We recently found out she suffers from hydrocephalus. She has water on the brain. This has caused a rapid mental and physical decline. Such is life. She has lost her home, belongings and many friends. Her way of life has been stolen from her. She hasn't lost us however. We manage her daily affairs and look after her. We help her stay connected to those who stand by. We search for a place for her to live and recover.

She had surgery and may improve.

Today I saw a bit of hope.

My son came with me to visit her.

He is not happy to be assigned this task.

For me it is always a moment well spent, for him it is a confusing reminder that those we call family are not obligated to offer unconditional love.

We arrive and my mother, who has lived such a pained life, starts to sign. Her weakened mind and body can't offer perfect handshapes. Somehow over the years she has been trying to learn, trying to connect. She has been to shy to try. Now she has lost her dignity and with that is willing to try a handshape even if it is wrong.

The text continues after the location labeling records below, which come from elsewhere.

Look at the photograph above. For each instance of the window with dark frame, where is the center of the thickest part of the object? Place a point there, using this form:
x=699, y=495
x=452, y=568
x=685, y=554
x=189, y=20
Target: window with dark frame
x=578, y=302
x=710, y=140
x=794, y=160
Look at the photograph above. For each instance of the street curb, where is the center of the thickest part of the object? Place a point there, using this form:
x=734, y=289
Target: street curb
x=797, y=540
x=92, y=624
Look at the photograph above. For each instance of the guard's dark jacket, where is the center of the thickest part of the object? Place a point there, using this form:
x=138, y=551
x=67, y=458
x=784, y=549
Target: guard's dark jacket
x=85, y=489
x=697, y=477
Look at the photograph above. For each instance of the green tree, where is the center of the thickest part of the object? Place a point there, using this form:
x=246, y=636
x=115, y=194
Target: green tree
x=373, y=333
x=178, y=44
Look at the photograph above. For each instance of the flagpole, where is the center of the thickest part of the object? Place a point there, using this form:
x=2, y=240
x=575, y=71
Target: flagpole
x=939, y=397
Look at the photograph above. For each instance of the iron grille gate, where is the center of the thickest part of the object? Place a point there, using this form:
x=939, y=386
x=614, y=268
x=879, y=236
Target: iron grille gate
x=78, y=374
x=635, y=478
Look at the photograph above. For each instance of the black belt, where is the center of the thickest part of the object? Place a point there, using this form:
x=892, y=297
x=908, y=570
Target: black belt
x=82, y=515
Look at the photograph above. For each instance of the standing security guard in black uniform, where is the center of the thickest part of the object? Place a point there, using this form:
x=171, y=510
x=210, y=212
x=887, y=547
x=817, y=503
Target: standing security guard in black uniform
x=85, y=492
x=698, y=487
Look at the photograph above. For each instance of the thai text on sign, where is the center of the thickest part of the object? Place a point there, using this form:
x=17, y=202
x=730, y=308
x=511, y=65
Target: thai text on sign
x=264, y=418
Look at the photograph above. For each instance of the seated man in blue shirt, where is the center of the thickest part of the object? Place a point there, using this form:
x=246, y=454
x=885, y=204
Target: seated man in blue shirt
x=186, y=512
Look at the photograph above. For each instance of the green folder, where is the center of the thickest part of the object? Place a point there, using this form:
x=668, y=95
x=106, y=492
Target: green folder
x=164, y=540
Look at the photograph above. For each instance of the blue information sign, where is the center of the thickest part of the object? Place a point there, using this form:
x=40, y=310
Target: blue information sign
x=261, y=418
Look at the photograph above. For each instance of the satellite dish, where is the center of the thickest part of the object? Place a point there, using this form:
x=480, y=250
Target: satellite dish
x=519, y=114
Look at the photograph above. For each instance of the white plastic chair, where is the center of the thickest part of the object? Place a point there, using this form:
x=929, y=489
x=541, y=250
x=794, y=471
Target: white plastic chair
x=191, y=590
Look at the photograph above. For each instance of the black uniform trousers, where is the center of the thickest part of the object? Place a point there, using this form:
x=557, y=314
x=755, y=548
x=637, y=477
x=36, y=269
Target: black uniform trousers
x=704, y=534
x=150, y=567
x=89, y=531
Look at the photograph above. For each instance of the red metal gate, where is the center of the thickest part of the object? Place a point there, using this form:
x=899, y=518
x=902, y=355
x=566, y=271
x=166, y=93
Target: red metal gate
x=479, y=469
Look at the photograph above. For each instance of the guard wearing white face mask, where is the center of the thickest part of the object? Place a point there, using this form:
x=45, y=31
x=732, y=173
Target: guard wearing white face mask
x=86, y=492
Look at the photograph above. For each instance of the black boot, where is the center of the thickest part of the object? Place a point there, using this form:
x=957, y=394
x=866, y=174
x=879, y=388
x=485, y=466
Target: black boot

As we leave I ask my kids what they think of her new home. My son tells me he likes it. It is not depressing like the countless other places she has resided in. He tells me he wants to visit her soon.


  1. oh u made me cry

    thank u for sharing this

    reminded me of sitting at my mother-in-laws hospice bedside - she was too weak to write down some of her memories in a book for her daughter so i offered to scribe it. it was slow going as i couldnt catch everything she was saying. At one point she tried to fingerspell and smiled and winked - "see, patti, we will get me to sign yet!"

    bitter sweet

    thank u again

    will keep ur mom in my prayers



  2. Me too (crying). I'll also keep your mom in my heart and mind and wish her well.

  3. My mother made just one sign in her whole life...she held up a weak ILY hand as we left her hospital room. An hour later the hospital called to inform that she had passed on.

  4. I'm with both of the comments, I'm crying as well!

    What a powerful and profound ending to your experience...

    I can relate to a parent not willing to learn ASL It is, speaking from experience, painful and impossible to fathom why the need for the rejection itself? Nonetheless, the experience with your Mom signing and endeavoring to reach out to Hayden just broke my heart!

    This must not be easy for you and the kids - I wish you're mom well too! You're with me in my thoughts and heart!

  5. Warmest thanks. Funny how family is right, wrong, indifferent but always family.